“Maybe I should hire you as my bodyguard since you’re clearly so bent on keeping me safe.” He jokes, continuing to trace the lines in my hand with his fingers. I breathe a laugh. When I thought we could survive by the contents in my purse, I didn’t know it meant I’d be using it as a weapon.
The hotel is exactlyas I saw it online— on the shores of sparkling blue waters and cobblestone streets scattered with fiery glass lamp posts. I'm living a dream I’ll never be able to have while asleep. It’s magical. I gaped the entire walk up the steps to the entrance.

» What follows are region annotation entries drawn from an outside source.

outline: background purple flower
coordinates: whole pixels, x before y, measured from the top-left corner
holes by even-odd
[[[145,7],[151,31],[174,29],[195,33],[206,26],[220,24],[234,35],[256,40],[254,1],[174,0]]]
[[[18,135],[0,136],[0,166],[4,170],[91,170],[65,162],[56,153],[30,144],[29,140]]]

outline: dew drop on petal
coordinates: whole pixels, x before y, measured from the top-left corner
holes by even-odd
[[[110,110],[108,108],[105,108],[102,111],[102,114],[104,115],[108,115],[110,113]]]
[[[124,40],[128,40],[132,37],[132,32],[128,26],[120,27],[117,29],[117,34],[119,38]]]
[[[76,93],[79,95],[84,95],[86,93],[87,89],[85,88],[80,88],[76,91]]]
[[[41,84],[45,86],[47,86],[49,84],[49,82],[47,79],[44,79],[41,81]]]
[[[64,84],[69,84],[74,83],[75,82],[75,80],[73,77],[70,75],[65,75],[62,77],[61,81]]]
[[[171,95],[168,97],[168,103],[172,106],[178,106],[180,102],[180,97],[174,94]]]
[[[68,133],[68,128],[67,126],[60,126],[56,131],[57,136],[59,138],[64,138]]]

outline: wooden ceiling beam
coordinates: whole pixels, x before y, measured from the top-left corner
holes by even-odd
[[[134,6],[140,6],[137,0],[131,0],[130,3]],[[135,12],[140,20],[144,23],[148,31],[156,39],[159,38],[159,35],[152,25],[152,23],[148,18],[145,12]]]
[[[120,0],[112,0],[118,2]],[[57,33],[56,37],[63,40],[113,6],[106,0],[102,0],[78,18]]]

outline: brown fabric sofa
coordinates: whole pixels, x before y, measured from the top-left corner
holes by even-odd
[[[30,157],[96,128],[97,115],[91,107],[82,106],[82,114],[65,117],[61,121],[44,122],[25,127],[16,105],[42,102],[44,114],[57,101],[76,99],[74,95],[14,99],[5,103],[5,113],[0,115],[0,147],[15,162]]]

While Vince did seem impressed, he was far more entertained by my reaction to it all. “I really need to take you on more business trips.” He’d jested with me as we checked in.

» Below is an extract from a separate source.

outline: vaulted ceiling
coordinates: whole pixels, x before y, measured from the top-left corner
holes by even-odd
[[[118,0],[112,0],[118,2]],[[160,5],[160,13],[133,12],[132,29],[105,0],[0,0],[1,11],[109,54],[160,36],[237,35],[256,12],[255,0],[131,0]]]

Now we're on our way up to the penthouse that apparently has almost a 360 view of the ocean. This is entirely too exciting for a city girl like me. I’ve never been outside my little bubble. My parents used to tell my brothers and me about the world and how we’d travel as a family one day. Something we never got to do.
I shake my head, physically taking my mind away from any pain that could distract me from the joy of being here. The elevator comes to a stop, and the door opens with a ding.
Security floods out first, searching every inch of the place before we are allowed in it alone. I become aware of my hand still attached to his, our fingers in a tight lace. Couple shit. I clench my teeth. This is some joke he’s playing.
Either I quit, or I talk to him about it. Both options seem equally awkward, but maybe he’s feeling just an ounce of what I am for him and would take pity on me for opening up. It’s worth a shot. I decide that the moment these guards leave, I’ll speak with him.
I try to distract myself, for now, looking out at the floor-to-ceiling windows spanning the entirety of the back wall. To the left is our own personal bar and kitchen, and to the right, a lounge room and stairs leading up to the top part of the loft. It’s an incredibly breathtaking view inside and out.
“Clear,” one of the guards confirms, and they all flood back to the foyer.
“We have extra security for Ms. Lee while you’re away. Petrova will take you to the car, and the rest of our boys will be with you for your meeting.” Though it seemed the guard was giving orders, he paused, waiting for the boss to give the final verdict. My mind is immediately flooded with questions as to why he will need triple the security that Vince normally has. It can’t be because of me.
I furrow my brows and tense my jaw, trying to look as if I don't understand, but I do now. Something is awry in the gang world, and Vince is here to do something about it. There’s no other explanation. He’s a powerful man, but there’s no reality where he would need this much security detail unless he was going somewhere that threatened his life. The thought of that makes me sick to my stomach.
Will he be gone the entire trip?
I knew he would be busy, but I thought we’d have some time alone. How am I supposed to get any intel if I’m locked away in this suite for the length of the trip? I look between them as Vince nods in agreement and follows the men to the elevator without looking back.
The guards who remain are frozen statues of inhuman muscle mass, and I don’t think I’ll be getting much interaction out of them, so I head to the loft around the backside of the penthouse. There’s a door to another bedroom just under the stairs, but I’m sure Vince will want something that’s not open to the rest of the penthouse, so I leave that for him without even looking in it.
Thankfully, there’s a tv upstairs right at the end of a king-sized bed. I run and flop on it like a kid, but I feel completely free, so who cares how embarrassing I am? I find the remote on the bedside table, and I quickly figure out how to use it. Unfortunately, the only English Channel that’s free is a marathon of 90s rom-coms.
I truly detest rom-coms. I know. It’s a sin. Maybe it isn’t so much the movies or the unrealistically good-looking people they try to pass as your every-day-average-Joe’s… I think it’s more the idea that life could be so perfectly, predictably happy.
So, I choose a Latin game show channel, order a room service breakfast of Eggs Benedict, and curl up under the covers with the intention to remain here for the rest of the day.